All this was done at 7am this morning hehe as Millie wa sactually getting to scared to go int he garden to pee! we found about 7 toys hidden in the 'forest'!


----------



## Guest (Jul 2, 2011)

Milliepoochie said:


> You wouldnt say that if you saw it this morning!!  It hadnt been cut in about 9 weeks and was knee height and reverting back to forest!
> 
> OH had to strim in with and industrial strimmer and cut it 3 times to shorter lengths each time before mowing it as short as he could! (He is hoping he wont have to mow it again as we are moving in 8 weeks!)
> 
> All this was done at 7am this morning hehe as Millie wa sactually getting to scared to go int he garden to pee! we found about 7 toys hidden in the 'forest'!

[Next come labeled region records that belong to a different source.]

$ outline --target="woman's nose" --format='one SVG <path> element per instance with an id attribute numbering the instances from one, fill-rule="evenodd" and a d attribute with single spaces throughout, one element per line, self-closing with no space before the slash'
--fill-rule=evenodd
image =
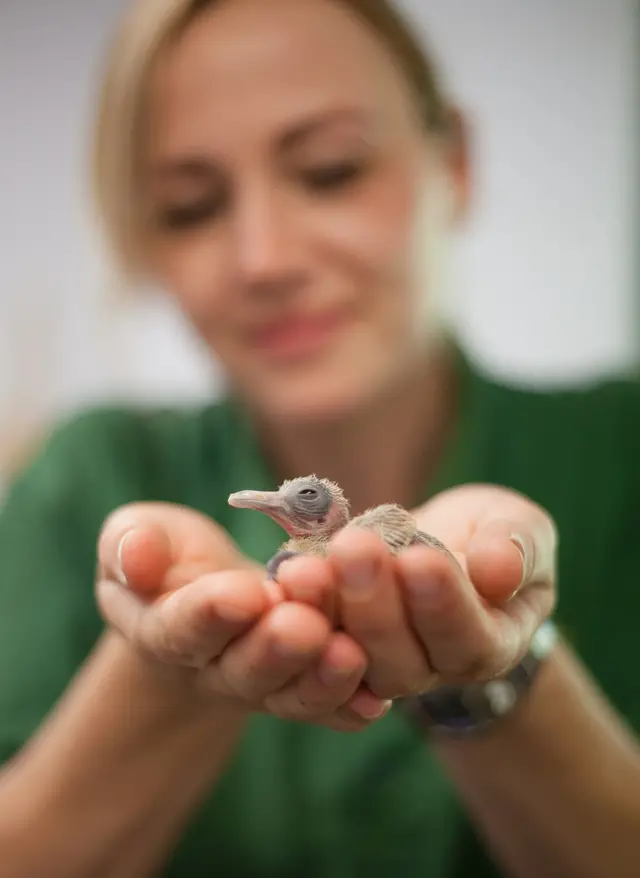
<path id="1" fill-rule="evenodd" d="M 289 289 L 304 277 L 303 237 L 295 205 L 277 185 L 245 194 L 234 224 L 235 261 L 250 289 Z"/>

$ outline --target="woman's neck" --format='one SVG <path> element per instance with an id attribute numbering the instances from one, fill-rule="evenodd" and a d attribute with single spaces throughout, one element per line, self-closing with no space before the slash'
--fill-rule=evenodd
<path id="1" fill-rule="evenodd" d="M 357 514 L 379 503 L 411 508 L 437 466 L 455 414 L 451 351 L 437 347 L 384 399 L 348 420 L 263 430 L 281 478 L 317 473 L 336 481 Z"/>

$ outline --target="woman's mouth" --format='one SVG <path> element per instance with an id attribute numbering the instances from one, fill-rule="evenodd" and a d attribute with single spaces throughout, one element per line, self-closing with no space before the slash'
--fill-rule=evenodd
<path id="1" fill-rule="evenodd" d="M 251 333 L 255 347 L 270 360 L 303 359 L 320 351 L 346 323 L 346 311 L 291 314 Z"/>

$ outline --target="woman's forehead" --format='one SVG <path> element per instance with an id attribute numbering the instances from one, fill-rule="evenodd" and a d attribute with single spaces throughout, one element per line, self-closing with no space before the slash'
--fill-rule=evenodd
<path id="1" fill-rule="evenodd" d="M 252 131 L 306 117 L 366 117 L 407 100 L 384 43 L 338 0 L 226 0 L 154 72 L 154 127 Z"/>

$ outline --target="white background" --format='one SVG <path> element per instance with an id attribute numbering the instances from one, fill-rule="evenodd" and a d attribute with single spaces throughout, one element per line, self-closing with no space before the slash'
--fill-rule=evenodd
<path id="1" fill-rule="evenodd" d="M 402 5 L 435 43 L 473 126 L 461 334 L 512 381 L 628 366 L 640 326 L 635 4 Z M 93 233 L 87 131 L 122 6 L 0 0 L 0 468 L 39 419 L 96 398 L 211 392 L 209 364 L 166 303 L 115 306 Z"/>

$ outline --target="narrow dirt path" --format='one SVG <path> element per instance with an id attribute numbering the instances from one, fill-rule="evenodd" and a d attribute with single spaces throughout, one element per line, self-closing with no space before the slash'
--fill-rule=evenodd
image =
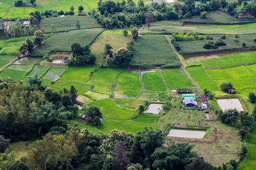
<path id="1" fill-rule="evenodd" d="M 185 73 L 185 74 L 187 75 L 188 78 L 192 81 L 192 83 L 196 86 L 196 89 L 197 89 L 197 95 L 198 95 L 201 92 L 201 89 L 199 87 L 198 83 L 194 80 L 194 79 L 190 75 L 189 73 L 186 69 L 184 64 L 183 63 L 182 57 L 179 54 L 179 53 L 176 51 L 176 49 L 172 45 L 171 40 L 170 39 L 168 36 L 164 35 L 164 36 L 167 39 L 167 41 L 168 41 L 170 46 L 172 48 L 173 52 L 176 54 L 177 57 L 178 57 L 178 59 L 180 60 L 180 64 L 181 64 L 181 69 Z"/>
<path id="2" fill-rule="evenodd" d="M 12 6 L 11 8 L 10 8 L 9 10 L 7 11 L 6 13 L 4 16 L 3 16 L 3 18 L 5 16 L 6 16 L 6 15 L 9 13 L 10 10 L 12 8 L 13 8 L 14 6 L 15 6 L 14 4 L 13 4 L 13 6 Z"/>

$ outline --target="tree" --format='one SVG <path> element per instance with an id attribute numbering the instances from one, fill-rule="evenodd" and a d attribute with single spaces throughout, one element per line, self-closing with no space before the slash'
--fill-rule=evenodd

LMAO! I realised mine was in need of cutting when Bumble went out in it and vanished :lol: xxxxxx


----------



## tashax (Jun 25, 2011)

You have a very beautiful dog


----------



## simplysardonic (Sep 1, 2009)

Eroswoof said:


> LMAO! I realised mine was in need of cutting when Bumble went out in it and vanished :lol: xxxxxx


When _Bumble_ vanished
Our 'lawn' makes all 3 of ours vanish, & they're only ever so slighly taller than Bumble- NOT!
On the plus side, we've had some lovely butterflies & other wildlife this year, they probably won't like it when we eventually cut it


----------



## Milliepoochie (Feb 13, 2011)

Eroswoof said:


> LMAO! I realised mine was in need of cutting when Bumble went out in it and vanished :lol: xxxxxx


Brave Bumby! Millie ave me evils every night I expected her to wee out there and walked around the longer tuff's! :blush:


----------



## Guest (Jul 2, 2011)

simplysardonic said:


> When _Bumble_ vanished
> Our 'lawn' makes all 3 of ours vanish, & they're only ever so slighly taller than Bumble- NOT!
> On the plus side, we've had some lovely butterflies & other wildlife this year, they probably won't like it when we eventually cut it


LOL! When I finally cut it it was full of spiders and they all ran into the middle like field mice do :blink:



Milliepoochie said:


> Brave Bumby! Millie ave me evils every night I expected her to wee out there and walked around the longer tuff's! :blush:


:lol: :lol: I'd love to have seen her face xxxxxxx


----------



## portiaa (Dec 10, 2010)

Gorgeous photos! :001_wub:


----------



## sailor (Feb 5, 2010)

Lovely photos, Millie is just soo adorable 

As for grass LOL I have a meadow where my garden should be 
sailor disapears... we have to look for his tail :blink:


----------



## Pheonix*Ella (Apr 25, 2011)

Wow, she's really gorgeous! Lovely, lovely dog


----------



## victoriaaa (Jun 8, 2011)

Least you lot have long grass hmy: i have 20% grass, 20% wee'd on grass and 60% mud at the moment. You wouldnt think this time last year i had a brand new beautiful lawn. :laugh:


----------